Unfortunately, Google’s implementation is quite buggy. Here are a few problems that I ran into while testing:
While testing, Google Analytics shows a “Probability of Outperforming Original”. This number can is often incorrect, and does not match with what is actually used for the homepage A/B split ratio. It seems that the numbers in the Analytics UI is calculated based on data that is only partly up-to date. In reality the probability should is at least 99%, but the UI shows 84.1%. The number is updated about twice a day, and it jumps around wildly even though there is not much change in the relative ratio between A and B test.
The above graph is sometimes not up to date. It seems that the graph data can be delayed for 1-2 days. Sometimes it shows the current days as no data, even though it’s already recorded in the “Adsense” view.
By the way, when optimizing for Adsense Revenue, it seems that the “AdSense” view is much more accurate than the “Conversions” view. What really counts is the “AdSense eCPM” value (which by the way should be renamed to RPM).
Incorrect/Inaccurate Results with Multiple Variants
So even though the screenshot says a 84.1% probability of outperforming, the file has a selection probability of the variant of 98.1% which should be more correct. In my test with 20 variants, about 10 variants had a weight of 0, which means that they were never shown to the user. When I noticed this, I added my own selection code (in 50% of the cases, just randomly present a variation to the user) so that the 0 probability variants have a chance to be actually visible to some users, and while this had some effect on the results, it still seemed that the multi-armed bandit just can not deal with so many variants at the same time. Some variants which are actually very similar got a completely different probability of outperforming the original.
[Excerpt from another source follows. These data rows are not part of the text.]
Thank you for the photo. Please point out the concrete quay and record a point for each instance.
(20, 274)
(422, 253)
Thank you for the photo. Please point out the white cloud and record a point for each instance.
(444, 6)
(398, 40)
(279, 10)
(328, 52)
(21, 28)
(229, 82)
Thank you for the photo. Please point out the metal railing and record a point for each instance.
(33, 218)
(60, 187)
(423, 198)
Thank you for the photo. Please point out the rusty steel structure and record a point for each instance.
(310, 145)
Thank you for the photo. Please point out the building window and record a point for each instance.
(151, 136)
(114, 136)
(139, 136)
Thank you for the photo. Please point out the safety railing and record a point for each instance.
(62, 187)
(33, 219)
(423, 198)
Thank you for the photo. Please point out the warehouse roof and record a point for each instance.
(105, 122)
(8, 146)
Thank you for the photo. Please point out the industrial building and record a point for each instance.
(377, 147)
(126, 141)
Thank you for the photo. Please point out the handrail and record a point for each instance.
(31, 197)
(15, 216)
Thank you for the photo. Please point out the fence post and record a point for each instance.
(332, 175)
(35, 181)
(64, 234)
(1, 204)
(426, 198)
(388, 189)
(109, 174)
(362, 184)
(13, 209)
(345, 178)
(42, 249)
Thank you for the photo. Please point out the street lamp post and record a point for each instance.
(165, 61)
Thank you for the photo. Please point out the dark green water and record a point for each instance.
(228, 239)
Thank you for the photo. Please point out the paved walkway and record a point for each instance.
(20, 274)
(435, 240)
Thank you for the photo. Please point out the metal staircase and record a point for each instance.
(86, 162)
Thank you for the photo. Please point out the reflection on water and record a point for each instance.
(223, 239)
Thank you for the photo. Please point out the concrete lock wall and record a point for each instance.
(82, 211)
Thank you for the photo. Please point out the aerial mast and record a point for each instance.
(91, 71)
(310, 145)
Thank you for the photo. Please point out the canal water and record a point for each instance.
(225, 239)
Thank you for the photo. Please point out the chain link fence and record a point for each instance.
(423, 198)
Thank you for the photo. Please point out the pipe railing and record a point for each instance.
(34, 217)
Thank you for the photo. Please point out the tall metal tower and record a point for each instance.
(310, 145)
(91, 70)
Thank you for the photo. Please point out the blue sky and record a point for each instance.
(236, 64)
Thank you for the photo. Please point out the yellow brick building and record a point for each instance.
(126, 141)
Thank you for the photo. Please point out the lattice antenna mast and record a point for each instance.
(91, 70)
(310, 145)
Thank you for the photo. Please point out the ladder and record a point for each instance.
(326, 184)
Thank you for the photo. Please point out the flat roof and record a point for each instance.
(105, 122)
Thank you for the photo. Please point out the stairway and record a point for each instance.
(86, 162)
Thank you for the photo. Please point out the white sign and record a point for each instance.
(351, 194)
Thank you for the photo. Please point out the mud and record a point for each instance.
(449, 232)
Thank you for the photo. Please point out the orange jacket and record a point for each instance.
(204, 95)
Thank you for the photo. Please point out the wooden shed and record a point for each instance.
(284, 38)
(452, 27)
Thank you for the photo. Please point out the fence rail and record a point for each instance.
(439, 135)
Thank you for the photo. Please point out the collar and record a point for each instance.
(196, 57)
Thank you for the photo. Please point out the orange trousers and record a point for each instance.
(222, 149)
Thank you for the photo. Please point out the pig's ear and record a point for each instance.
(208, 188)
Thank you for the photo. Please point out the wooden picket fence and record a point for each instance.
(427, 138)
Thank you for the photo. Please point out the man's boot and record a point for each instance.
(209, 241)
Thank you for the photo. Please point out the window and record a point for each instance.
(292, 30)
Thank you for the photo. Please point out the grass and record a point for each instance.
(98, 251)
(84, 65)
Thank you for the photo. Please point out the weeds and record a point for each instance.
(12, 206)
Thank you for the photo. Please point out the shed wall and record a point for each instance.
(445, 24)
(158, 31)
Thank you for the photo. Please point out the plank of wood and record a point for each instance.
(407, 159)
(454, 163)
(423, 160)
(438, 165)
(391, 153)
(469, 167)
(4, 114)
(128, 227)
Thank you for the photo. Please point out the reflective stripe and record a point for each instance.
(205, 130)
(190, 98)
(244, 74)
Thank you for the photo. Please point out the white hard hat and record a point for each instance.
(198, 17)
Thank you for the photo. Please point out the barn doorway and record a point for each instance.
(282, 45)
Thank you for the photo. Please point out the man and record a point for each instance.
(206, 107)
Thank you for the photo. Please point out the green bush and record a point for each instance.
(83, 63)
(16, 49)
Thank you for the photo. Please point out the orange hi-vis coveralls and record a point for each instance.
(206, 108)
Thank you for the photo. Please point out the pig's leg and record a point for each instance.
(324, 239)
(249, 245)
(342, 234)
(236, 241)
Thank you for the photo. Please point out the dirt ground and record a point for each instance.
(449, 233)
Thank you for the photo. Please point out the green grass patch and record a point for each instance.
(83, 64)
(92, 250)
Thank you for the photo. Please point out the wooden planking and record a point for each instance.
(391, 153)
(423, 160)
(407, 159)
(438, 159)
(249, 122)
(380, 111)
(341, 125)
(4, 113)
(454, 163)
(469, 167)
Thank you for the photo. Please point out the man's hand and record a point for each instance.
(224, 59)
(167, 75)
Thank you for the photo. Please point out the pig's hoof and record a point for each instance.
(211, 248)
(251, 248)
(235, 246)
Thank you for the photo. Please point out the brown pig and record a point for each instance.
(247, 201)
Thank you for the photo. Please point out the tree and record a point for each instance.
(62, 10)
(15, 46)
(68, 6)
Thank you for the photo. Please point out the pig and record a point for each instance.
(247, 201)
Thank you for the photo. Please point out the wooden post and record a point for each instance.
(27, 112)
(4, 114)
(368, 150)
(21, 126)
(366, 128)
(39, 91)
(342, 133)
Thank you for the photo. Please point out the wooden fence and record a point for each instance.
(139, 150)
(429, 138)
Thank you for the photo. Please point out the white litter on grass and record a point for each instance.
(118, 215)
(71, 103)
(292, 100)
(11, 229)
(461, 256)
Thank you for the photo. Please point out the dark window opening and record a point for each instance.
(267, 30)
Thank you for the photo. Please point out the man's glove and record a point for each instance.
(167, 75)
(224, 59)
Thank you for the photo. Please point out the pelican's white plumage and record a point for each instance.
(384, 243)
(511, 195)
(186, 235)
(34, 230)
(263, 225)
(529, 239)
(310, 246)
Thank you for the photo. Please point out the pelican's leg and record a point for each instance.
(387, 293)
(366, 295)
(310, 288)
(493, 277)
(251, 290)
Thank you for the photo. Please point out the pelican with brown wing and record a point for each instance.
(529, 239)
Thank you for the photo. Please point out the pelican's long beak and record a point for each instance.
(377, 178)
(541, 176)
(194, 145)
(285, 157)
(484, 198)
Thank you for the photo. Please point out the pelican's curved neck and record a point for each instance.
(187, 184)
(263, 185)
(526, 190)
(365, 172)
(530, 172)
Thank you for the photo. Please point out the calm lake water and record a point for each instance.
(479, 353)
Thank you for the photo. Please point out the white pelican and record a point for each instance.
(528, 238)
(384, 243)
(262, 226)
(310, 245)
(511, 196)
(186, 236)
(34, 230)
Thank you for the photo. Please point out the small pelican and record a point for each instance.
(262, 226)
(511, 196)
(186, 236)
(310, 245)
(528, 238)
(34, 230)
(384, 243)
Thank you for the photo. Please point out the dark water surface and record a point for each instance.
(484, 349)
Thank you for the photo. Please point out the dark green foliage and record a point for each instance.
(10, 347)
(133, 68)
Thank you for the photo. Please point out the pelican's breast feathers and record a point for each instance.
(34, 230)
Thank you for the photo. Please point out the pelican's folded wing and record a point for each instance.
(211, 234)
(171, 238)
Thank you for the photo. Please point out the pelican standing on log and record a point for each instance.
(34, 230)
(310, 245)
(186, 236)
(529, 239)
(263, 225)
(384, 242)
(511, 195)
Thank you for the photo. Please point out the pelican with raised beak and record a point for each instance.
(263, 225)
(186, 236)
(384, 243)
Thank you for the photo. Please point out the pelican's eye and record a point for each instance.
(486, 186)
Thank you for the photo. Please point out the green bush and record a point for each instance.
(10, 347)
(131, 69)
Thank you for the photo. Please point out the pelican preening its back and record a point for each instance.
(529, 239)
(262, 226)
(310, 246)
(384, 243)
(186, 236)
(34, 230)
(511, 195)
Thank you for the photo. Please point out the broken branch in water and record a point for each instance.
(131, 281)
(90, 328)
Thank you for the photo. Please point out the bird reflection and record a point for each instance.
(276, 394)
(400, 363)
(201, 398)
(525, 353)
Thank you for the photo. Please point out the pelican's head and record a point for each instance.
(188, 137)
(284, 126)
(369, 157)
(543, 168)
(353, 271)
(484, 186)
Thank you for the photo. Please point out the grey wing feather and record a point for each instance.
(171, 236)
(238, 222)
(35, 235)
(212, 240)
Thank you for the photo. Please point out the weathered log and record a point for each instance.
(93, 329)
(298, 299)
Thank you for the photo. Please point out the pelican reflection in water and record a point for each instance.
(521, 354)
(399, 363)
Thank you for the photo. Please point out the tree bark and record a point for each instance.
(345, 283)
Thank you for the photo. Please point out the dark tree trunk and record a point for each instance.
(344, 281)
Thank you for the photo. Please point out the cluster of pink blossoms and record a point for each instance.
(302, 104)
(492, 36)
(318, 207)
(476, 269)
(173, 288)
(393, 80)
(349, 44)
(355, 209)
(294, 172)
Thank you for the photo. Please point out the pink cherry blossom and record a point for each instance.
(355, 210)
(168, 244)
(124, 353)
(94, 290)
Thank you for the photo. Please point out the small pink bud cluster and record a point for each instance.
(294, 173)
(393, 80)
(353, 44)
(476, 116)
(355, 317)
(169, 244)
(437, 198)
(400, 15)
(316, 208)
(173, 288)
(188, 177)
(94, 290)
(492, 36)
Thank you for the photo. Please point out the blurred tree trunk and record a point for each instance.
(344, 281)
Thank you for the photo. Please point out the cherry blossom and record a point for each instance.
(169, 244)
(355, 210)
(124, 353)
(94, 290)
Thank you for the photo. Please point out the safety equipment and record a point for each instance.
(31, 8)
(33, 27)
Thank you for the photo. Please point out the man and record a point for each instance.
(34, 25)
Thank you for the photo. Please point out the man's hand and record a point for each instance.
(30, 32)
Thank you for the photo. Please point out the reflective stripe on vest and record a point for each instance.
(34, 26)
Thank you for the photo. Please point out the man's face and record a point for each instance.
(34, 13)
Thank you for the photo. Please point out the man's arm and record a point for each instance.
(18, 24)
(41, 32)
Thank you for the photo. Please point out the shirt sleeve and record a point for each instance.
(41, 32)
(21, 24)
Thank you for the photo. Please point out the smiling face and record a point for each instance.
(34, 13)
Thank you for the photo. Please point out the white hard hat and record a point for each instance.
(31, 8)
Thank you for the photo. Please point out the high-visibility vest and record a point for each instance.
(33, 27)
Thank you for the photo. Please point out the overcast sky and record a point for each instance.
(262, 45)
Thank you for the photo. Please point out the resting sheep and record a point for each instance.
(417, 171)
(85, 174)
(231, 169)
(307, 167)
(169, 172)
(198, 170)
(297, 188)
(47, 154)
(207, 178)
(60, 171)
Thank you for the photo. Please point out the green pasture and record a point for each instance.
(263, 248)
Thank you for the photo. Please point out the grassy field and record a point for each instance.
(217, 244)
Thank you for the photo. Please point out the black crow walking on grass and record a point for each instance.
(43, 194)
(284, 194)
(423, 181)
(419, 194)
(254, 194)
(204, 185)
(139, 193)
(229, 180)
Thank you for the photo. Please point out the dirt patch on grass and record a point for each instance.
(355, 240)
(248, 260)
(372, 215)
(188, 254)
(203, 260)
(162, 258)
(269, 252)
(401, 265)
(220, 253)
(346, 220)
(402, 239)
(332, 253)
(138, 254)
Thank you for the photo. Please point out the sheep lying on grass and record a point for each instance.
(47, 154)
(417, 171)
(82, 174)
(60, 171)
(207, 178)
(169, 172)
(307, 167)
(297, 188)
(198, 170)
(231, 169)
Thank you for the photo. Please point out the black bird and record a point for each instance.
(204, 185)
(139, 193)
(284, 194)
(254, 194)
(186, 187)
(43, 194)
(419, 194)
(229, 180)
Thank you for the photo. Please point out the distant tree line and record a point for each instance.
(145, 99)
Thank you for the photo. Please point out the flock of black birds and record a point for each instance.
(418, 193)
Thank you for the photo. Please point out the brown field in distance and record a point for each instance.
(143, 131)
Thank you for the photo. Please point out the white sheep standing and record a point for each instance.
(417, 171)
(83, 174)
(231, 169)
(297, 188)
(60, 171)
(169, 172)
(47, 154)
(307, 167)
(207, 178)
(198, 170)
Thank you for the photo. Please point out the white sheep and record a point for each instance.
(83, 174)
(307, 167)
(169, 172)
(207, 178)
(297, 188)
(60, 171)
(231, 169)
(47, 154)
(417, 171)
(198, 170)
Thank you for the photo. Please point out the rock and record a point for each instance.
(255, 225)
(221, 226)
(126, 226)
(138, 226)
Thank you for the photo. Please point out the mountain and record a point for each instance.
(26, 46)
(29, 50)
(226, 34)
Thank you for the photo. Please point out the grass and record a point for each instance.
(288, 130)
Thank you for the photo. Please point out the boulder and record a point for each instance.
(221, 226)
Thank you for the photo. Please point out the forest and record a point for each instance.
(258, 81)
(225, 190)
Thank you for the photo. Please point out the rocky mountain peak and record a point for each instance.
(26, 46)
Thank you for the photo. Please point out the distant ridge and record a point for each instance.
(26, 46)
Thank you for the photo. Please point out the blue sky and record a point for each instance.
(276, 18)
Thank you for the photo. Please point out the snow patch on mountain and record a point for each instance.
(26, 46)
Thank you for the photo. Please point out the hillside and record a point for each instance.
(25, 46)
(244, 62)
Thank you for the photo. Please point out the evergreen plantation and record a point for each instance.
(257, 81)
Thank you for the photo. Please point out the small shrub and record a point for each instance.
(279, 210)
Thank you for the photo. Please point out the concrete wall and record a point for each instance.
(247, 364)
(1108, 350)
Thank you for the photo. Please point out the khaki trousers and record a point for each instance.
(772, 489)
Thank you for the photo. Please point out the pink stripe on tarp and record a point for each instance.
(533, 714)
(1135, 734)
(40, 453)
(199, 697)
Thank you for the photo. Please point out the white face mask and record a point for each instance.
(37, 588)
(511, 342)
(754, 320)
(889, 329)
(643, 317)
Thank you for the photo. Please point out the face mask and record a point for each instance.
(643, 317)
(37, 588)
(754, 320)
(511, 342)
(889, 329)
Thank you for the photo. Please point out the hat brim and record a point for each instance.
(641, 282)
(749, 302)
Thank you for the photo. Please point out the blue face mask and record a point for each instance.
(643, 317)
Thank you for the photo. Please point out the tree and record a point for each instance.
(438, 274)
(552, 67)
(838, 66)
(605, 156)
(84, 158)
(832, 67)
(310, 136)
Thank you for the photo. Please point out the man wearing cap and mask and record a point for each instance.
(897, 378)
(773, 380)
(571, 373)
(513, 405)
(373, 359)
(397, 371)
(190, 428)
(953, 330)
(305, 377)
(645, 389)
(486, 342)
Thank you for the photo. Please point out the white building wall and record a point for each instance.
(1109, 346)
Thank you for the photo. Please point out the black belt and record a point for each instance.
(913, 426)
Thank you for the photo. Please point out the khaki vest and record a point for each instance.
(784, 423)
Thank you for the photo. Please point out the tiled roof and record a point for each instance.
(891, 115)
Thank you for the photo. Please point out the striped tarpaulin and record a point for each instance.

All in all Google Analytics is really excellent for A/B testing, but has a few quirks that one should be aware of. When A/B testing, a Chi-Square test for comparison is always helpful. E.g. a Chi-Squared test of click through ratio of the above example (ok, it’s not the same as testing AdSense Revenue like google does, but the difference should be marginal in my case) shows that with a confidence level of 99% we can say that the variant is more successful.